Jadi, dengan memasang kanopi, paparan sinar matahari tidak akan mengenai dinding rumah hunian secara frontal.
Penggunaan kanopi sangat efisien untuk membantu menetralkan suhu di dalam ruangan di rumah Anda.
Disisi lainnya, kanopi juga bisa berfungsi untuk mencegah air hujan masuk ke rumah disaat musim penghujan tiba.
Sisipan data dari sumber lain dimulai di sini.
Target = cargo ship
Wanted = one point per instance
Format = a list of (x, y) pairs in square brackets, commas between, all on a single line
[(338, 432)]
3. Menggunakan Skin Sekunder
Serupa dengan kanopi, untuk menghalangi terik matahari
menghantam tembok adalah memasang skin sekunder (secondary skin).
Skin sekunder adalah salah satu bagian terluar dari fasad bangunan, yang umumnya tidak langsung menempel pada dinding eksterior rumah.
Seperti namanya, skin sekunder, umumnya digunakan oleh arsitek sebagai lapisan kedua yang berfungsi untuk melindungi rumah.
Dengan lapisan kedua ini, terik matahari yang masuk ke dalam sebuah rumah bisa terkontrol dengan baik.
Hmmm, dari ketiga cara ini, mana yang sudah Sahabat gunakan?